I'd appreciate some help in finding and understanding a pythonic way to optimize the following array manipulations in nested for loops:
def _func(a, b, radius):
"Return 0 if a>b, otherwise return 1"
if distance.euclidean(a, b) < radius:
return 1
return 0
def _make_mask(volume, roi, radius):
mask = numpy.zeros(volume.shape)
for x in range(volume.shape[0]):
for y in range(volume.shape[1]):
for z in range(volume.shape[2]):
mask[x, y, z] = _func((x, y, z), roi, radius)
return mask
Where volume.shape (182, 218, 200) and roi.shape (3,) are both ndarray types; and radius is an int
Approach #1
Here's a vectorized approach -
m,n,r = volume.shape
x,y,z = np.mgrid[0:m,0:n,0:r]
X = x - roi[0]
Y = y - roi[1]
Z = z - roi[2]
mask = X**2 + Y**2 + Z**2 < radius**2
Possible improvement : We can probably speedup the last step with numexpr module -
import numexpr as ne
mask = ne.evaluate('X**2 + Y**2 + Z**2 < radius**2')
Approach #2
We can also gradually build the three ranges corresponding to the shape parameters and perform the subtraction against the three elements of roi on the fly without actually creating the meshes as done earlier with np.mgrid. This would be benefited by the use of broadcasting for efficiency purposes. The implementation would look like this -
m,n,r = volume.shape
vals = ((np.arange(m)-roi[0])**2)[:,None,None] + \
((np.arange(n)-roi[1])**2)[:,None] + ((np.arange(r)-roi[2])**2)
mask = vals < radius**2
Simplified version : Thanks to #Bi Rico for suggesting an improvement here as we can use np.ogrid to perform those operations in a bit more concise manner, like so -
m,n,r = volume.shape
x,y,z = np.ogrid[0:m,0:n,0:r]-roi
mask = (x**2+y**2+z**2) < radius**2
Runtime test
Function definitions -
def vectorized_app1(volume, roi, radius):
m,n,r = volume.shape
x,y,z = np.mgrid[0:m,0:n,0:r]
X = x - roi[0]
Y = y - roi[1]
Z = z - roi[2]
return X**2 + Y**2 + Z**2 < radius**2
def vectorized_app1_improved(volume, roi, radius):
m,n,r = volume.shape
x,y,z = np.mgrid[0:m,0:n,0:r]
X = x - roi[0]
Y = y - roi[1]
Z = z - roi[2]
return ne.evaluate('X**2 + Y**2 + Z**2 < radius**2')
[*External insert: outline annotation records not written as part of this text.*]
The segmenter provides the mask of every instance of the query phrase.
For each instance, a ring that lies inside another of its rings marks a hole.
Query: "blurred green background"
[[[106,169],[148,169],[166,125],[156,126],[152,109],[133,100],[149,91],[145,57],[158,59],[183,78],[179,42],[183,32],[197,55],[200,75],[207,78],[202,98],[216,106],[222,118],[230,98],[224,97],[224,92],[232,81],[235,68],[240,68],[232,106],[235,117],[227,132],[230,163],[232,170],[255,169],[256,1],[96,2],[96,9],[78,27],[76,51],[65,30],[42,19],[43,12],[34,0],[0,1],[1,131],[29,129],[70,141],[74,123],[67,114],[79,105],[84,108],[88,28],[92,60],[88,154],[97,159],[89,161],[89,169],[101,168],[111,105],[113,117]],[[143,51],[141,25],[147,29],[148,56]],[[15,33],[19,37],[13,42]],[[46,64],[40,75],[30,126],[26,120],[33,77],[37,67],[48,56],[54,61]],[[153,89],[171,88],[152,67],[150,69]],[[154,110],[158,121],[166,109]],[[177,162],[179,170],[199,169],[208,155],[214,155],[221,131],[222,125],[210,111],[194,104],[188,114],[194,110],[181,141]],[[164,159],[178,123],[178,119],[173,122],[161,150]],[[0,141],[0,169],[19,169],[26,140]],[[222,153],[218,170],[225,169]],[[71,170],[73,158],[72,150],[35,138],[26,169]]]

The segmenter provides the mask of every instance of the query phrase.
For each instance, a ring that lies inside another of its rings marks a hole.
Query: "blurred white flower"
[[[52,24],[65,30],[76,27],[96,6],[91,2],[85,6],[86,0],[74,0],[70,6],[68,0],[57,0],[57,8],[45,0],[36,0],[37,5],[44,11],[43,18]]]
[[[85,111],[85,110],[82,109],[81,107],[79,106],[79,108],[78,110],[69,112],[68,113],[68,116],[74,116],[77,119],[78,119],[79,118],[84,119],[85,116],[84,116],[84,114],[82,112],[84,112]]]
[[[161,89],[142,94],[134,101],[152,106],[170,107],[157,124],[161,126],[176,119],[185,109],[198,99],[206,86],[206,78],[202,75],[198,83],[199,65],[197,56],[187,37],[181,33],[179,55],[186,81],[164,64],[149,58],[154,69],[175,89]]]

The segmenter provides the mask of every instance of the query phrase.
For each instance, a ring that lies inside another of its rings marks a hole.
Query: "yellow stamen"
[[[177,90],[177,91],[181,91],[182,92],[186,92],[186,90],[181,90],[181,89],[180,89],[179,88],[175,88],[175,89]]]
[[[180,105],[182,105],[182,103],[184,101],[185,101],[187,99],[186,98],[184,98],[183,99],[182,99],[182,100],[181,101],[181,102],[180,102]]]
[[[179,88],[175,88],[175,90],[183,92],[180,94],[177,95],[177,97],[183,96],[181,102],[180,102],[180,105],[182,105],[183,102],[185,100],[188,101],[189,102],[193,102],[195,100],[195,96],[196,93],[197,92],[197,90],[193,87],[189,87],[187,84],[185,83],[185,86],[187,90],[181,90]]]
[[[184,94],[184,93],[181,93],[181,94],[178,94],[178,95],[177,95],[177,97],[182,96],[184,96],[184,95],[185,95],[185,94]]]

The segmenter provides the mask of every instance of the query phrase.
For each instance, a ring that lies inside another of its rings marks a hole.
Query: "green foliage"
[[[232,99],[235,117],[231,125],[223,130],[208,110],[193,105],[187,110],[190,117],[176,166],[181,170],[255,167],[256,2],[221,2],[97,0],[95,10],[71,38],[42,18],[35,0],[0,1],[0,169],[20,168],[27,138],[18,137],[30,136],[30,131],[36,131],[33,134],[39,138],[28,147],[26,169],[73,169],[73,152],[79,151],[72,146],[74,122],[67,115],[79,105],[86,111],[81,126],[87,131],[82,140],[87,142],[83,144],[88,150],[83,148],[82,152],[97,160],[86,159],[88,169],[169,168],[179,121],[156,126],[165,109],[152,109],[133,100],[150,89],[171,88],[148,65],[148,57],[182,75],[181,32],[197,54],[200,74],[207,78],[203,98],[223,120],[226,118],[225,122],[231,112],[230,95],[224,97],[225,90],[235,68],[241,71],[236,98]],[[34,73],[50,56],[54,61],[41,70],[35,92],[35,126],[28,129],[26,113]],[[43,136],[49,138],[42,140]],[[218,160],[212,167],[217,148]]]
def vectorized_app2(volume, roi, radius):
m,n,r = volume.shape
vals = ((np.arange(m)-roi[0])**2)[:,None,None] + \
((np.arange(n)-roi[1])**2)[:,None] + ((np.arange(r)-roi[2])**2)
return vals < radius**2
def vectorized_app2_simplified(volume, roi, radius):
m,n,r = volume.shape
x,y,z = np.ogrid[0:m,0:n,0:r]-roi
return (x**2+y**2+z**2) < radius**2
Timings -
In [106]: # Setup input arrays
...: volume = np.random.rand(90,110,100) # Half of original input sizes
...: roi = np.random.rand(3)
...: radius = 3.4
In [107]: %timeit _make_mask(volume, roi, radius)
1 loops, best of 3: 41.4 s per loop
In [108]: %timeit vectorized_app1(volume, roi, radius)
10 loops, best of 3: 62.3 ms per loop
In [109]: %timeit vectorized_app1_improved(volume, roi, radius)
10 loops, best of 3: 47 ms per loop
In [110]: %timeit vectorized_app2(volume, roi, radius)
100 loops, best of 3: 4.26 ms per loop
In [139]: %timeit vectorized_app2_simplified(volume, roi, radius)
100 loops, best of 3: 4.36 ms per loop
So, as always broadcasting showing its magic for a crazy almost 10,000x speedup over the original code and more than 10x better than creating meshes by using on-the-fly broadcasted operations!
Say you first build an xyzy array:
import itertools
xyz = [np.array(p) for p in itertools.product(range(volume.shape[0]), range(volume.shape[1]), range(volume.shape[2]))]
Now, using numpy.linalg.norm,
np.linalg.norm(xyz - roi, axis=1) < radius
checks whether the distance for each tuple from roi is smaller than radius.
Finally, just reshape the result to the dimensions you need.